Helfer können 42 Tiere rettenWalsterben vor Neuseeland

28.12.2009, 08:38 Uhr

Dramatische Szenen an der Küste Neuseelands: Hunderte Wale verirren sich an die Strände, wo allein am Wochenende 125 von ihnen sterben. Bei einer Rettungsaktion schaffen es Freiwillige und Touristen, 42 Wale vor dem qualvollen Tod zu bewahren.

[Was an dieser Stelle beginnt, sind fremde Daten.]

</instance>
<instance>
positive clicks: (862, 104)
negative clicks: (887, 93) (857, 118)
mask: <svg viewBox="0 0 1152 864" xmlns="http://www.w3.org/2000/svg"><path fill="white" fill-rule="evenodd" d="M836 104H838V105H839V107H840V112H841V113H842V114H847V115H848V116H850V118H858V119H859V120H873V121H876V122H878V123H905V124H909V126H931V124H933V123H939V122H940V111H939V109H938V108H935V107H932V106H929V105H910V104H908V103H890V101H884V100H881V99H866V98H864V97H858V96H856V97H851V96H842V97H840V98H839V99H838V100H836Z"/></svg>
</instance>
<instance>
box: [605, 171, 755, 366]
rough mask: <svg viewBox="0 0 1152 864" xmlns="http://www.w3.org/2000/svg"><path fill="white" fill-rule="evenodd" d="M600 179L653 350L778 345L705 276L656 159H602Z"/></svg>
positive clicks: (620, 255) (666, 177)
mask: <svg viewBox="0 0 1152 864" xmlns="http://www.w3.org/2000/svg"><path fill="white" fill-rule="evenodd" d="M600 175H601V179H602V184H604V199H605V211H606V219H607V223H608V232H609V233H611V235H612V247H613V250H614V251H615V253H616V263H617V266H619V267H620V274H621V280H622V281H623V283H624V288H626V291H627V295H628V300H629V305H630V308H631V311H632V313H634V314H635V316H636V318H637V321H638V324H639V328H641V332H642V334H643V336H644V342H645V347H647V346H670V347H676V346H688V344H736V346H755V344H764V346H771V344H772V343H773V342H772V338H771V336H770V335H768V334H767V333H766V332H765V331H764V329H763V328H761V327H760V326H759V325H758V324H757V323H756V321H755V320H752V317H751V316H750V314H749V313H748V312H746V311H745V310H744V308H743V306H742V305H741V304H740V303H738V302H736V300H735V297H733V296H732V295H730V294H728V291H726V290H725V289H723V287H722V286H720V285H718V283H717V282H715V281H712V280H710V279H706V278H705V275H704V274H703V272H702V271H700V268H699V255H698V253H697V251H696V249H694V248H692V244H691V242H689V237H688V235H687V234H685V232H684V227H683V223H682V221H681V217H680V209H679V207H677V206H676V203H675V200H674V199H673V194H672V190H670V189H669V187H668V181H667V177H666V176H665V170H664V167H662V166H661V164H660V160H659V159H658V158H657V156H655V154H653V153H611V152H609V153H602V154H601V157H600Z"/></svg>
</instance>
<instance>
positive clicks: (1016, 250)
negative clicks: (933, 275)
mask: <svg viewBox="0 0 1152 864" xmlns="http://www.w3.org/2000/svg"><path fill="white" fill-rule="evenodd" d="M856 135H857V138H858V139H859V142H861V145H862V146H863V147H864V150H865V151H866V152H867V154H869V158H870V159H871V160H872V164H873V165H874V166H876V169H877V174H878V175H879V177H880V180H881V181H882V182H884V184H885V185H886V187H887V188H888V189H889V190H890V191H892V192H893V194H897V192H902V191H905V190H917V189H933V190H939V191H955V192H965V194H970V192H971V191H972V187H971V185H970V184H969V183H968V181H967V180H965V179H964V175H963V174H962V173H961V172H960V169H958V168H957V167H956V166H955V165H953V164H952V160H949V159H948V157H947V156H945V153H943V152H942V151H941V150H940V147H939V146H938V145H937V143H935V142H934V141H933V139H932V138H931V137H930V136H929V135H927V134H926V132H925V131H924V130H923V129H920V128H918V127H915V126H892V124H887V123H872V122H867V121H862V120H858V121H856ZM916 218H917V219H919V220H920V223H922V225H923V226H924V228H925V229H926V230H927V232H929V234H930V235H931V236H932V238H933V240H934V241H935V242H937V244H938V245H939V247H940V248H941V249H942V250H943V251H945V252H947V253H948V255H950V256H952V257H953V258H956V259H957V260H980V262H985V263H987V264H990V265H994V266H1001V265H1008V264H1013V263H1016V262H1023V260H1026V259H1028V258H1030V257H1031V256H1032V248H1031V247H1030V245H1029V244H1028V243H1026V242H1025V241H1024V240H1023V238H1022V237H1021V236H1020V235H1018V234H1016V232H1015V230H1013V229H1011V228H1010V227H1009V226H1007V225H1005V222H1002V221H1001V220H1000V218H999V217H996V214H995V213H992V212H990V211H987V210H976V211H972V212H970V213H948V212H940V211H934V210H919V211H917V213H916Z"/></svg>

Mehr als 125 Wale sind innerhalb weniger Tage an der Küste Neuseelands gestrandet und dort verendet. Allein in Farewell Spit im Westen der Südinsel des Pazifikstaates starben am Wochenende 105 Grindwale, wie Hans Stoffregen von der Umweltbehörde der Zeitung "Nelson Mail" sagte. Die Meeressäuger seien in schlechter Verfassung gewesen und hätten teilweise eingeschläfert werden müssen. "Es war schrecklich, aber für sie konnte nichts mehr getan werden", sagte Stoffregen. "Man konnte den Schmerz und das Leid in ihren Augen sehen."

An der Ostküste der neuseeländischen Nordinsel verendeten 21 weitere Grindwale. Freiwillige und Urlauber konnten jedoch dabei helfen, 42 andere Tiere der Herde wieder ins Meer hinaus zu leiten, wie die Sprecherin der örtlichen Naturschutzbehörde, Lyn Williams, sagte. Eine Walkuh habe kurz nach der Rettungsaktion sogar ein Junges zur Welt gebracht.